The book, was used as a resource for the 1962 film “Lawrence of Arabia,” winner of seven Oscars including Best Picture and Best Director. This is my favorite film.
The book is an autobiographical account of Colonel T. E. Lawrence’s work as an military advisor to the Bedouin forces during the Arabs’ revolt against the Turkish Empire between 1916 and 1918.
Penguin describes its edition of the book as follows: “In his classic book, T.E. Lawrence—forever known as Lawrence of Arabia—recounts his role in the origin of the modern Arab world. At first a shy Oxford scholar and archaeologist with a facility for languages, he joined and went on to lead the Arab revolt against the Ottoman Turks while the rest of the world was enmeshed in World War I. With its richly detailed evocation of the land and the people Lawrence passionately believed in, its incisive portraits of key players, from Faisal ibn Hussein, the future Hashemite king of Syria and Iraq, to General Sir Edmund Allenby and other members of the British imperial forces, The Seven Pillars of Wisdom is an indispensible primary historical source. It helps us to understand today’s Middle East, while giving us thrilling accounts of military exploits (including the liberation of Aqaba and Damascus), clandestine activities, and human foibles.”
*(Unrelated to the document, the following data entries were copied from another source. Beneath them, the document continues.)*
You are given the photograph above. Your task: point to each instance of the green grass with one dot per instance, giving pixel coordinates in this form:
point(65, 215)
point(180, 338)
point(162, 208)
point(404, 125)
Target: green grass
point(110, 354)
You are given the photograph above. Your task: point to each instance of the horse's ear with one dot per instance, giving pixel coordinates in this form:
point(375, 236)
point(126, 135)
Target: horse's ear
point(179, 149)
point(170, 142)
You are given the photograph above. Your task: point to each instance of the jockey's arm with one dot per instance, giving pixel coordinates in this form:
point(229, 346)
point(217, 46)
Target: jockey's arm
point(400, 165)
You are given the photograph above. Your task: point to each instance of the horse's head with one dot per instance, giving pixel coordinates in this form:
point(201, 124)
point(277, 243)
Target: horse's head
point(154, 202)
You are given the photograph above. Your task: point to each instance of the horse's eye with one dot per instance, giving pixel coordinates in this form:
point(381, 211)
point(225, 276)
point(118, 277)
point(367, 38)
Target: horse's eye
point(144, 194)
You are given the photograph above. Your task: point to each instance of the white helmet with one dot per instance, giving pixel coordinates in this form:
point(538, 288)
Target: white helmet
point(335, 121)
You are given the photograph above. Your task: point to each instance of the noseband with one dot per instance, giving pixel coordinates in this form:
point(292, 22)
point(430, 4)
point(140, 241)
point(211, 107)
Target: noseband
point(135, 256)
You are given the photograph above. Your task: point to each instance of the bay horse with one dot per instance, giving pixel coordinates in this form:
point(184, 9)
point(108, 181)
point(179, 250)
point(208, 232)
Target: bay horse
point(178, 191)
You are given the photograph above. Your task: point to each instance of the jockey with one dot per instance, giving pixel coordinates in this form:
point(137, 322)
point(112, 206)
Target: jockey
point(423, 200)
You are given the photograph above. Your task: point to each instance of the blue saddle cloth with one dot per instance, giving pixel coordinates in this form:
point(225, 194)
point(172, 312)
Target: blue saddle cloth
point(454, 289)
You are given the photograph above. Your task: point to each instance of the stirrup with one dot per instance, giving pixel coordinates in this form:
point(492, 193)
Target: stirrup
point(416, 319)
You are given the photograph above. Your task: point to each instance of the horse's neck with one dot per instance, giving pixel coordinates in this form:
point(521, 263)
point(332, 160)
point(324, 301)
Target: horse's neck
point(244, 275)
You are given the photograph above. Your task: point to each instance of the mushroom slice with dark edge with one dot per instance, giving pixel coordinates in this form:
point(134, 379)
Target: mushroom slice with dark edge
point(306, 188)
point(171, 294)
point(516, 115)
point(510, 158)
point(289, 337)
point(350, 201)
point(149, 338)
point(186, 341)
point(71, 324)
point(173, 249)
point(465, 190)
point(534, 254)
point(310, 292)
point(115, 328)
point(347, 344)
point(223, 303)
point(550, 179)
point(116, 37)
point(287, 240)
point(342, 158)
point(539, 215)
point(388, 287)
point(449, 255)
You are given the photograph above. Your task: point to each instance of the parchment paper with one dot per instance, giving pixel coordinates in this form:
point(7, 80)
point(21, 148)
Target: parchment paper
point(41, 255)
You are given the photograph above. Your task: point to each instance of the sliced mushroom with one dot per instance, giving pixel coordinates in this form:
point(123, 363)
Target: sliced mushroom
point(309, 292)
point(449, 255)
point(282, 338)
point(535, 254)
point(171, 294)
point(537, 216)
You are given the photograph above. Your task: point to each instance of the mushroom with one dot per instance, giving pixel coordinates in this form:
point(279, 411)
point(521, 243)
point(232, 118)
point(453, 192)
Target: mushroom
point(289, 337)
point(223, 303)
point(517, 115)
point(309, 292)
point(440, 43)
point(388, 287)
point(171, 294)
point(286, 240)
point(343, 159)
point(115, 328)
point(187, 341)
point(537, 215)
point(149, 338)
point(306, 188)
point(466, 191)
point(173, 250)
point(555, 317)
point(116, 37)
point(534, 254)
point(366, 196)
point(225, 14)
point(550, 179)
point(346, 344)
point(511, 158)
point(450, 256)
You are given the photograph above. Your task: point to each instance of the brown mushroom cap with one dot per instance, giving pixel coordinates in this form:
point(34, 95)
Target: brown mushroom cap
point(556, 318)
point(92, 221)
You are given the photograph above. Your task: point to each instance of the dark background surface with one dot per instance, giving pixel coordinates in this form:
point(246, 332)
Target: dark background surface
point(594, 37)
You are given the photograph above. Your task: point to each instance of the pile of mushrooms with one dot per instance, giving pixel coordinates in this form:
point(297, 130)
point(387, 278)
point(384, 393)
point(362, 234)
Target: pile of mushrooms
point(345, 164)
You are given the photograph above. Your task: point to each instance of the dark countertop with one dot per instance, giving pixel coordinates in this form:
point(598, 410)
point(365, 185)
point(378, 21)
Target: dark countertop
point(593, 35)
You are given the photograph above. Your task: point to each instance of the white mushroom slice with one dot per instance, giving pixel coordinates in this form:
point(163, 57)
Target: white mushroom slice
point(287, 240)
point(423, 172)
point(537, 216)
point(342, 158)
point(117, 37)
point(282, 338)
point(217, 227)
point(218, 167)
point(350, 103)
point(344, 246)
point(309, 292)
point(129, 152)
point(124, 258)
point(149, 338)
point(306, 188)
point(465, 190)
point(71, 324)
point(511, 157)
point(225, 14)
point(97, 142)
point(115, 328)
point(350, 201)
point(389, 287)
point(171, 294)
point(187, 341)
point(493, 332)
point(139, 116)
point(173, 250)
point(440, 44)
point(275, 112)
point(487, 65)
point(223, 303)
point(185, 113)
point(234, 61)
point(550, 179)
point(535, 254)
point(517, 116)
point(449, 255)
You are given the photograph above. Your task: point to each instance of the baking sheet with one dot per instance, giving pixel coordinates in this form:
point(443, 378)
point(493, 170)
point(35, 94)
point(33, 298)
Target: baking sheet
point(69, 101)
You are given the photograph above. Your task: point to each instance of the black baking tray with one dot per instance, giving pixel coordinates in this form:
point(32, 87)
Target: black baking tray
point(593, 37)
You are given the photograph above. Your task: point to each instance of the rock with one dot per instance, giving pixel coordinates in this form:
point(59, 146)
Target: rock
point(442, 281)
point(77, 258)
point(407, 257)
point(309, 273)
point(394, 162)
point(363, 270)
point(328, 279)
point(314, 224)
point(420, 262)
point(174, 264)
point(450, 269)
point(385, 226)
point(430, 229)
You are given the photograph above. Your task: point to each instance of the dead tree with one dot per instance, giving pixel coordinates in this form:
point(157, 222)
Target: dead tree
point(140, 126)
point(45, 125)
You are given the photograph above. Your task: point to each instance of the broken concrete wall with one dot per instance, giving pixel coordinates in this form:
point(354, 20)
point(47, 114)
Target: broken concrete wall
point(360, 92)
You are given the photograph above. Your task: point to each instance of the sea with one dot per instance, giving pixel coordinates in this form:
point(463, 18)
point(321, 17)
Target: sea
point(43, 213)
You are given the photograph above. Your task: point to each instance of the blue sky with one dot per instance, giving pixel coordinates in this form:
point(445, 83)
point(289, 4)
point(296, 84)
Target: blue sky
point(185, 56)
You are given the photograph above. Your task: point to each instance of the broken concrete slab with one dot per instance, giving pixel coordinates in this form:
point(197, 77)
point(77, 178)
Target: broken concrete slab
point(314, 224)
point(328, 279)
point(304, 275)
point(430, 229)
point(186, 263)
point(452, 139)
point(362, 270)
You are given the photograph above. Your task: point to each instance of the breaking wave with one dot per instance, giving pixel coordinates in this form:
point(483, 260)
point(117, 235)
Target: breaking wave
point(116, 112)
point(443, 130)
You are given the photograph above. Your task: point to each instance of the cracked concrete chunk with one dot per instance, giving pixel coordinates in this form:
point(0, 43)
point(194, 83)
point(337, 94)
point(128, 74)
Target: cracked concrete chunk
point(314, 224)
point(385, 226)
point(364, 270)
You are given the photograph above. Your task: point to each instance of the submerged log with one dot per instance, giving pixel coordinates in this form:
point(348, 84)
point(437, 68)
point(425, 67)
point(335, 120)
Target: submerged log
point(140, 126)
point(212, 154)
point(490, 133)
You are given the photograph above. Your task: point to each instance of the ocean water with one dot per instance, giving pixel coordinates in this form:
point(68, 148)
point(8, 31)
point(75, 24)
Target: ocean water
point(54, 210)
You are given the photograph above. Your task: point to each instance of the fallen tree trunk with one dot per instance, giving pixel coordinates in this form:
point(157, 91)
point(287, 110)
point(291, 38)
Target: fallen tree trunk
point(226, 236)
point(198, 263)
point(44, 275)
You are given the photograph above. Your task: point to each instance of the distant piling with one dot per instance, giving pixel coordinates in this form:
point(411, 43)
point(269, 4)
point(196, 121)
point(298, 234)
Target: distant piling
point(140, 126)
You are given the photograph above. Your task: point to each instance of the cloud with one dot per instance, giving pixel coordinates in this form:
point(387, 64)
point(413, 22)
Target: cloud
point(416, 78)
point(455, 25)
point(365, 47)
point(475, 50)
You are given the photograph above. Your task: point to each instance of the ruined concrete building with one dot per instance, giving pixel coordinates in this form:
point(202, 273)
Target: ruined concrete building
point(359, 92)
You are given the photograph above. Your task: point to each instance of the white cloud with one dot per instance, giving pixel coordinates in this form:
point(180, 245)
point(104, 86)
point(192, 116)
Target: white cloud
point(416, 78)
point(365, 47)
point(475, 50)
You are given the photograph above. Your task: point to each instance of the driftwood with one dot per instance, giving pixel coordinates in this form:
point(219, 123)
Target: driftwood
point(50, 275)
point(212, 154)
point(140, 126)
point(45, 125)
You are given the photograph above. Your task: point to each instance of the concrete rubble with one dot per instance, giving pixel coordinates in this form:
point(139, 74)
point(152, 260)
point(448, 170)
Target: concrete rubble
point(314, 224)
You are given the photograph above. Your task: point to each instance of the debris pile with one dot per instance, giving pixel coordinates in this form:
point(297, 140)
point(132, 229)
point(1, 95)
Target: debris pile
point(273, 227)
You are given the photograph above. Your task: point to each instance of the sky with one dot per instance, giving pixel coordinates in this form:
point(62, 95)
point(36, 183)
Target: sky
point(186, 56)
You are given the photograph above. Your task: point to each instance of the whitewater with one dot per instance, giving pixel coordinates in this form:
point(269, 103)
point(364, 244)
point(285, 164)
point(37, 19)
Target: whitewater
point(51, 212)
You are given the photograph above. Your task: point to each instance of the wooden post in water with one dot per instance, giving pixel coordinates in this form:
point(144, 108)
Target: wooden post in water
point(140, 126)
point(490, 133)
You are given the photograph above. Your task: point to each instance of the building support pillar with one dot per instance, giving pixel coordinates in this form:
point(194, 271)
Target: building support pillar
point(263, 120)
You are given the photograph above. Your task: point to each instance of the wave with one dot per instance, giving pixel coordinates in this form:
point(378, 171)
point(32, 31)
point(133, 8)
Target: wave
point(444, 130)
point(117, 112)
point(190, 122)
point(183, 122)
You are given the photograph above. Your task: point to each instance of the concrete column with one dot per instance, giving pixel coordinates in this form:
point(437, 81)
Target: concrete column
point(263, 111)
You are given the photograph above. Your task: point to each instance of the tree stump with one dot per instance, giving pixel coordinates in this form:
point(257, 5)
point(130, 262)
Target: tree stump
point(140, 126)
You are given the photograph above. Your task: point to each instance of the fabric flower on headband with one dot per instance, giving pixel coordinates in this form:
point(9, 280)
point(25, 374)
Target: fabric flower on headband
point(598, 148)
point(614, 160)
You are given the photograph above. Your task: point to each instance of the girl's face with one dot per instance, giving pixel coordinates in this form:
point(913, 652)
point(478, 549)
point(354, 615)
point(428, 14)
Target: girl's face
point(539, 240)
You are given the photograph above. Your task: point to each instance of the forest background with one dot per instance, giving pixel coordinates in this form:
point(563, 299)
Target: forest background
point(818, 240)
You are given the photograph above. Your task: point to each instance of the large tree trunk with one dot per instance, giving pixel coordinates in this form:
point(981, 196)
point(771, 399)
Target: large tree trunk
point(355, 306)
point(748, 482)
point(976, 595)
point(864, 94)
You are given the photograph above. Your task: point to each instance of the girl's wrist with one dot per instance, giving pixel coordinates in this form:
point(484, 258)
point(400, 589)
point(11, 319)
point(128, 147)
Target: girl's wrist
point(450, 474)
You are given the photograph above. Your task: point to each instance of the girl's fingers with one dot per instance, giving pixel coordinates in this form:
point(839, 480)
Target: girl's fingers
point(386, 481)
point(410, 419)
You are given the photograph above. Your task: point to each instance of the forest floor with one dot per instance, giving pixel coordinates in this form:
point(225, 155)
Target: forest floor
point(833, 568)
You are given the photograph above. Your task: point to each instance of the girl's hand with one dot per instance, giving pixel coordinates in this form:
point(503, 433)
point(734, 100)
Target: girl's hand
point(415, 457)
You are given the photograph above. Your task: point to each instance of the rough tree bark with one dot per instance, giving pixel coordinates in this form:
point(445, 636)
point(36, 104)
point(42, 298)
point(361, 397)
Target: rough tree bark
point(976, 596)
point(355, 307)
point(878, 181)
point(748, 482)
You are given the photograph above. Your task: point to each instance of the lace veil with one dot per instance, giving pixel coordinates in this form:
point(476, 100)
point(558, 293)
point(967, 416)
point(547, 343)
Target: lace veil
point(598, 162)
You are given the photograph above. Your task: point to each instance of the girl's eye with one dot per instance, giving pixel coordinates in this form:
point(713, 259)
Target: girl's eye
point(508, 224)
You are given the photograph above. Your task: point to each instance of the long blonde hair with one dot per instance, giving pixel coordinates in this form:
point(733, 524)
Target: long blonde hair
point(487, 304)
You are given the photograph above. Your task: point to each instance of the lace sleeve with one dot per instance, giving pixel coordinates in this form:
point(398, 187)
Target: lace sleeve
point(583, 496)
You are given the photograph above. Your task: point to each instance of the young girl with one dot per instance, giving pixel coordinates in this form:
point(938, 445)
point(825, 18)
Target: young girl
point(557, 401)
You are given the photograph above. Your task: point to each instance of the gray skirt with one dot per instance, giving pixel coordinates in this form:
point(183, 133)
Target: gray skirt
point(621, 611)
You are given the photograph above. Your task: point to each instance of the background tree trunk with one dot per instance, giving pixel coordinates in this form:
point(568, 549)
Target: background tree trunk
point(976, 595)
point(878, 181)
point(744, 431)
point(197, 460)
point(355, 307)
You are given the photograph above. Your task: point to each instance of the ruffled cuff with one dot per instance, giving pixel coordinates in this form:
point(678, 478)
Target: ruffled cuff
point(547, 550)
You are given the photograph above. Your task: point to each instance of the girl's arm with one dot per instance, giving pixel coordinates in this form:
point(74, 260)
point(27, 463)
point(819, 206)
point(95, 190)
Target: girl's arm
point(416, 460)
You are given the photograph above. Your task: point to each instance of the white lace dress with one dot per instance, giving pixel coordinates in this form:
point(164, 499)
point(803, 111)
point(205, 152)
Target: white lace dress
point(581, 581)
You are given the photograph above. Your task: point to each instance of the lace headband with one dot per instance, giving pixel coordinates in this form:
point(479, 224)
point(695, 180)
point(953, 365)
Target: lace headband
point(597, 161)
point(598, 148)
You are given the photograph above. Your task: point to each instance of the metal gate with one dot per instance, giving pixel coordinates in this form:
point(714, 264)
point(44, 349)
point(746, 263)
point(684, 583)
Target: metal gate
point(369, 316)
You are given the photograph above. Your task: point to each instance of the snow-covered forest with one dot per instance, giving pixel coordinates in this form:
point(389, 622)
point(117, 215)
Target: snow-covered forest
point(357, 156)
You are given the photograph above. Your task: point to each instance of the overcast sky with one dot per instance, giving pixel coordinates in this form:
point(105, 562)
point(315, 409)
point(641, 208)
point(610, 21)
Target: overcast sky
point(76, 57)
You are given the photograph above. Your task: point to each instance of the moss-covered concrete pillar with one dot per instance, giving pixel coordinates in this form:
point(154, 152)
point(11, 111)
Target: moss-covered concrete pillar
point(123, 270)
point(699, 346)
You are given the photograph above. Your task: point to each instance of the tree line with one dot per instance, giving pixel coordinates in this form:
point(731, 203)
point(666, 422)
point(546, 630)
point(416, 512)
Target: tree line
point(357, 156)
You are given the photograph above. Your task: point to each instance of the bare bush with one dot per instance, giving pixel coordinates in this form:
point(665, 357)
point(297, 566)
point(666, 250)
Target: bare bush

Like others, I’ve been fascinated by Lawrence’s introductory poem which may have been focused on the region or on an individual (nobody seems to know):
I loved you, so I drew these tides of
Men into my hands
And wrote my will across the
Sky in stars
To earn you freedom, the seven
Pillared worthy house,
That your eyes might be
Shining for me
When I came
Death seemed my servant on the
Road, ’til we were near
And saw you waiting:
When you smiled and in sorrowful
Envy he outran me
And took you apart:
Into his quietness
Love, the way-weary, groped to your body,
Our brief wage
Ours for the moment
Before Earth’s soft hand explored your shape
And the blind
Worms grew fat upon
Men prayed me that I set our work,
The inviolate house,
As a memory of you
But for fit monument I shattered it,
Unfinished: and now
The little things creep out to patch
In the marred shadow
Of your gift.
Since Lawrence kept extensive notes about the revolt against the Turks, this book is probably the definitive resource about the military action. According to Wikipedia, Sir Winston Churchille said, “It ranks with the greatest books ever written in the English language. As a narrative of war and adventure it is unsurpassable.”
Lawrence refused his knighthood because the British government renegged on its promise to create an autonomous Arab state once the Ottoman Emptire collapsed. In this book, we see the seeds of many problems that occured later in the region.